Z:\Downloads>irtt client -i 10ms -d 1s -q localhost
[Connecting] connecting to localhost
[127.0.0.1:2112] [Connected] connection established
Min Mean Median Max Stddev
--- ---- ------ --- ------
RTT 84µs 138µs 116µs 223µs 46.6µs
send delay 41.4µs 81µs 63.2µs 150µs 35.7µs
receive delay 42.1µs 56.7µs 54.9µs 95.7µs 11.7µs
IPDV (jitter) 0s 35.5µs 15.5µs 114µs 36.9µs
send IPDV 0s 27.6µs 11.9µs 97.9µs 29.4µs
receive IPDV 0s 9.72µs 7.9µs 31.9µs 8.23µs
send call time 96.8µs 158µs 256µs 52.7µs
timer error 201µs 475µs 2.09ms 266µs
server proc. time 3.9µs 7.27µs 31.9µs 3.85µs
duration: 989.9ms (wait 0s)
packets sent/received: 100/100 (0.00% loss)
server packets received: 100/100 (0.00%/0.00% loss up/down)
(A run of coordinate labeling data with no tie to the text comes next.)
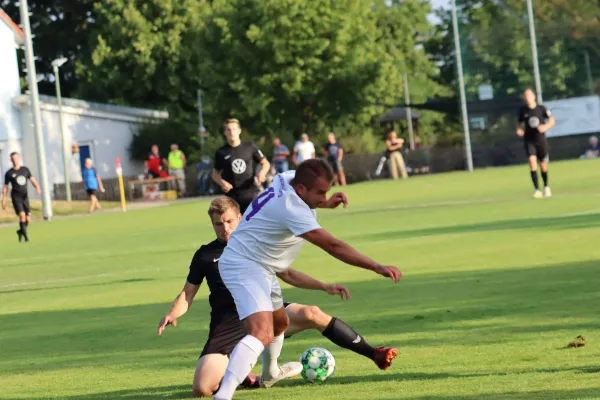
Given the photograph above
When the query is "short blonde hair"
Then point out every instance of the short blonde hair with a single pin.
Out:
(221, 205)
(233, 121)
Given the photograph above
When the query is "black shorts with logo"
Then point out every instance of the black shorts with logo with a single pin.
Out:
(225, 333)
(538, 148)
(21, 204)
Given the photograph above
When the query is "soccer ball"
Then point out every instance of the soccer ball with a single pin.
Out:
(318, 365)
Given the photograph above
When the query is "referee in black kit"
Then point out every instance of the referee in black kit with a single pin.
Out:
(17, 177)
(235, 166)
(536, 119)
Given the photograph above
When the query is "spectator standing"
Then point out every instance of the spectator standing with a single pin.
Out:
(394, 155)
(280, 155)
(303, 150)
(92, 183)
(153, 164)
(177, 163)
(335, 152)
(240, 167)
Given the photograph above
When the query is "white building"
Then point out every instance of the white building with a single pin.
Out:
(101, 131)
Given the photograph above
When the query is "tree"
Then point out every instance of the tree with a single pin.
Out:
(145, 54)
(62, 28)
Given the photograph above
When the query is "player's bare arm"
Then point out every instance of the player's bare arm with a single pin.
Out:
(335, 200)
(264, 170)
(346, 253)
(182, 303)
(301, 280)
(225, 186)
(35, 185)
(520, 131)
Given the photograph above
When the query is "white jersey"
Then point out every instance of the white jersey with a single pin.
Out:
(305, 150)
(269, 232)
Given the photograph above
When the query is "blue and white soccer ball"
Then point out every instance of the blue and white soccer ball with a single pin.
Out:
(318, 365)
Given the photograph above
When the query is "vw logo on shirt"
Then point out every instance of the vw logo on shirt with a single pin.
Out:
(238, 166)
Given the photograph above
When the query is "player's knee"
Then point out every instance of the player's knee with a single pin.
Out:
(311, 313)
(281, 324)
(203, 390)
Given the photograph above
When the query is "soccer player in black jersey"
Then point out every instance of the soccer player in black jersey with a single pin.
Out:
(235, 166)
(534, 121)
(226, 330)
(17, 177)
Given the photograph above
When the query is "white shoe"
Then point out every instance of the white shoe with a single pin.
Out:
(288, 370)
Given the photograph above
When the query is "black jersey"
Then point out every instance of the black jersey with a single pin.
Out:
(238, 164)
(18, 181)
(205, 264)
(533, 118)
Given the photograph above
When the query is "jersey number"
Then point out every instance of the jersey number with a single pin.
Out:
(260, 202)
bytes sent/received: 6000/6000
send/receive rate: 48.5 Kbps / 48.5 Kbps
packet length: 60 bytes
timer stats: 0/100 (0.00%) missed, 4.75% error
I also tested this on a physical box with 64-bit Windows and the results look good. Note that it's possible to see a 0 IPDV value because the resolution is 100ns when it's 1ns on Linux, for example, but that's not a significant problem.
The Windows client can show round-trip times that are zero or even negative, regardless of whether the wall or monotonic clock values are used (tested on VMWare Win 10 32-bit, Go 1.10.2).